1. Protecting against ad-hoc networks
2. Connecting to rogue access points
3. Mutual authentication schemes such as WPA2 as described above

Wireless IPS alone does not guarantee complete security on a device. It is a part of a bigger solution.

Implementing network encryption

In order to implement 802.11i, one must first make sure both that the router/access point(s), as well as all client devices are indeed equipped to support the network encryption. If this is done, a server such as RADIUS, ADS, NDS, or LDAP needs to be integrated. This server can be one a computer on the local network, an access point / router with integrated authentication server, or a remote server. AP’s/routers with integrated authentication servers are often very expensive and specifically an option for commercial usage like hot spots. Hosted 802.1X servers via the Internet require a monthly fee; running a private server is free yet has the disadvantage that one must set it up and that the server needs to be on continuously

To set up a server, server and client software must be installed. Server software required is a enterprise authentication server such as RADIUS, ADS, NDS, or LDAP. The required software can be picked from various suppliers as Microsoft, Cisco, Funk Software, Meetinghouse Data, and from some open-source projects.
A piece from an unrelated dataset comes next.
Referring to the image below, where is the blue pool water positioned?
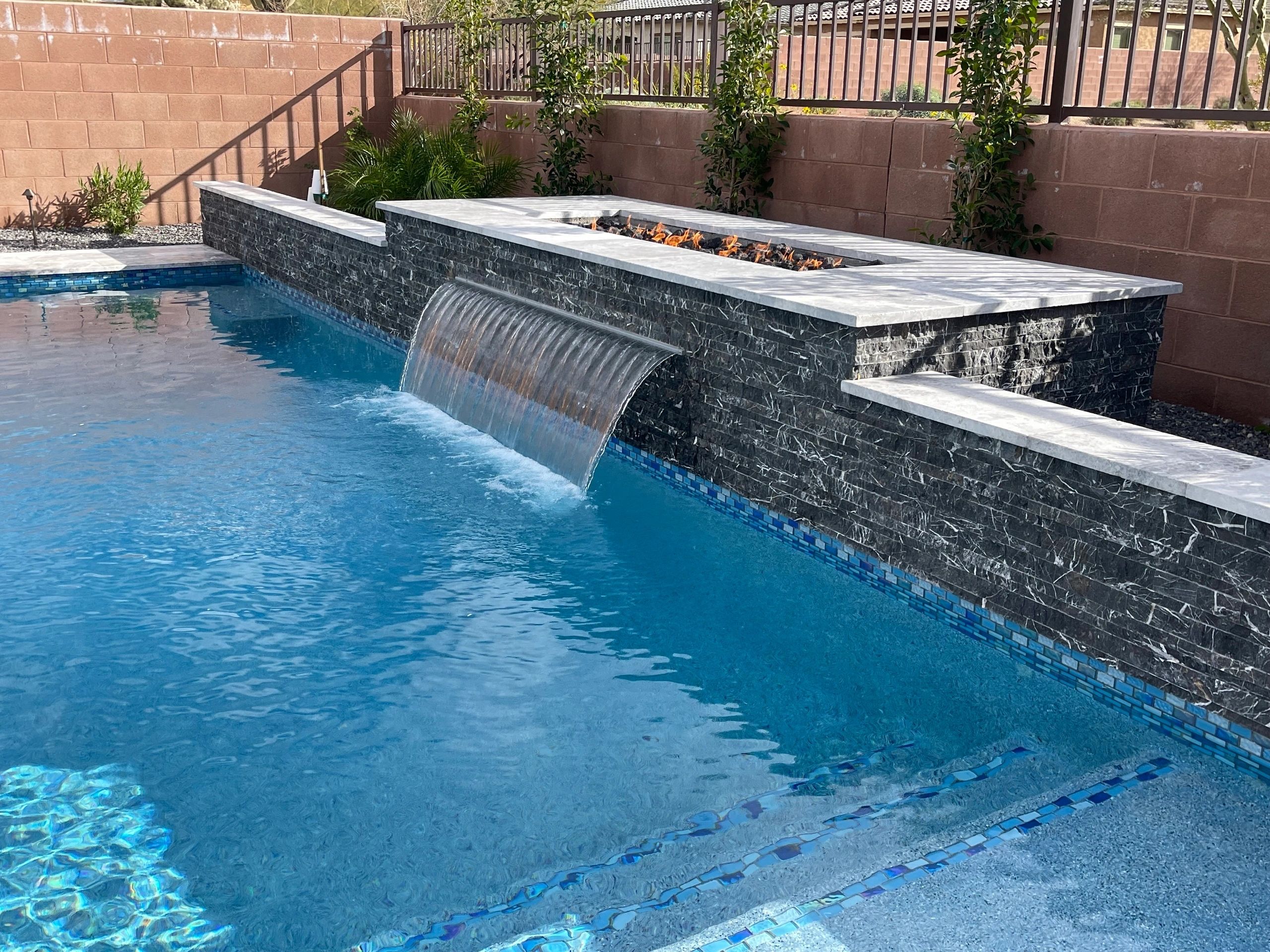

Software includes:

* Cisco Secure Access Control Software
* Microsoft Internet Authentication Service
* Meetinghouse Data EAGIS
* Funk Software Steel Belted RADIUS (Odyssey)
* freeRADIUS (open-source)

Client software comes built-in with Windows XP and may be integrated into other OS’s using any of following software:

* Cisco ACU-client
* Odyssey client
* AEGIS-client
* Xsupplicant (open1X)-project

RADIUS

This stands for Remote Authentication Dial In User Service. This is an AAA (authentication, authorization and accounting) protocol used for remote network access. This service provides an excellent weapon against crackers. RADIUS was originally proprietary but was later published under ISOC documents RFC 2138 and RFC 2139. The idea is to have an inside server act as a gatekeeper through the use of verifying identities through a username and password that is already pre-determined by the user. A RADIUS server can also be configured to enforce user policies and restrictions as well as recording accounting information such as time connected for billing purposes.